Pour briller sur le Ronde, il faut ne pas avoir peur de frotter, bien s'accrocher lorsque ça accélère devant et surtout être un puncheur pour dompter les côtes brèves mais à fort pourcentage. Le champion de Belgique, Stijn Devolder, en avait fait la démonstration en 2008 lors d’une édition marquée par une météo pourrie et des gadins à répétition:





Le chouchou
Toute la Flandre rêve encore cette année de voir Tom Boonen dompter le Mur de Grammont. Deux fois vainqueur (2005 et 2006), le leader de l'équipe Quick Step postule à un troisième succès qui en ferait l'égal de ses trois compatriotes détenteurs du record de victoires (Buysse, Leman, Museeuw, le roi belge des pavés, vainqueur de 3 Paris-Roubaix) et aussi de l'Italien Fiorenzo Magni, qui mérita en son temps (1949 à 1951) le surnom de «lion des Flandres». Aux Trois Jours de La Panne, course dont il a fait l'impasse sur la troisième journée comme à son habitude, le Campinois a poursuivi sa préparation.
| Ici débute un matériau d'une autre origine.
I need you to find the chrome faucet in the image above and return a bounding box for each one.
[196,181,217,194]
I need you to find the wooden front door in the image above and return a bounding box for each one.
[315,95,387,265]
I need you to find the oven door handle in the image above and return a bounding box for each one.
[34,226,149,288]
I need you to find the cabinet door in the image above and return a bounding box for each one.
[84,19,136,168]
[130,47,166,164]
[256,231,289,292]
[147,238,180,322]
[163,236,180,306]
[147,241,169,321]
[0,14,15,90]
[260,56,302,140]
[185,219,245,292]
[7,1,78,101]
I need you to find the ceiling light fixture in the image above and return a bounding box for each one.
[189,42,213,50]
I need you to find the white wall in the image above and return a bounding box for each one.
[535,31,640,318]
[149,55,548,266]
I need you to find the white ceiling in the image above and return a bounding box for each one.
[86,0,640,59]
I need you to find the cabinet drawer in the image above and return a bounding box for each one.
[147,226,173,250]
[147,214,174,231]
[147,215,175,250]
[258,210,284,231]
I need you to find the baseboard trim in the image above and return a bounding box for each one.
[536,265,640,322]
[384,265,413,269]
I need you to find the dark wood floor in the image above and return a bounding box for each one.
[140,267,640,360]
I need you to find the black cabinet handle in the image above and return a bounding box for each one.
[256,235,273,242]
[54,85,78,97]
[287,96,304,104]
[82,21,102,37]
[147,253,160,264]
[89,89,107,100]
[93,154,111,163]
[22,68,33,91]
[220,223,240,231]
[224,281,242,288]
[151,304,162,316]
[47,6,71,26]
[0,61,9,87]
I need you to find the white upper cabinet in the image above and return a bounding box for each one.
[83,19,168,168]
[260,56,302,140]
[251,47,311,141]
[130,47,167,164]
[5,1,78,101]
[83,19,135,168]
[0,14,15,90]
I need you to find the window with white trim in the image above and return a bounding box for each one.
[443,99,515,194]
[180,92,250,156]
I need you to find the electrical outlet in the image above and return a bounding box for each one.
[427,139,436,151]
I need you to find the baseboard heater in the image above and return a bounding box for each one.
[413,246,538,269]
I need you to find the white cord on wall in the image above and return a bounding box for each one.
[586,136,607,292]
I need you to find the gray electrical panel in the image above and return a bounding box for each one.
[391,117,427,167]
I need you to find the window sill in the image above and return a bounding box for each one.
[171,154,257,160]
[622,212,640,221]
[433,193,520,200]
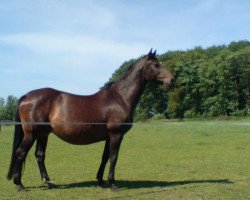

Transparent dans Milan-Sanremo (crampes dans le final), il a retrouvé tout son tonus. «Depuis une semaine, je sentais que la forme arrivait. Elle est là», a-t-il affirmé jeudi lors de son point-presse.


L’outsider

Filippo Pozzato conduit l'opposition à  Boonen. Impressionnant par sa facilité d'allure du côté de La Panne, Pozzato a devancé Boonen la semaine passée à l'arrivée du GP E3, une répétition du Tour des Flandres. Suffisant pour devenir l'un des favoris, au même titre que le collectif de l'autre grande équipe belge (Silence) qui aligne l'expérimenté Leif Hoste -déjà trois fois deuxième à Meerbeke en 2004, 2006 et 2007- et l'espoir Greg Van Avermaet.


Le Français

Sylvain Chavanel est le premier Français depuis longtemps à figurer dans le champ des vainqueurs potentiels. Dans une forme étincelante depuis le début de la saison, Chava évolue chez les Quick Step. A la fois un avantage car il s’agit de l’équipe la plus forte sur ce genre d’épreuves mais aussi un inconvénient car le leader de la Quick n’est autre que l’enfant du pays… Boonen.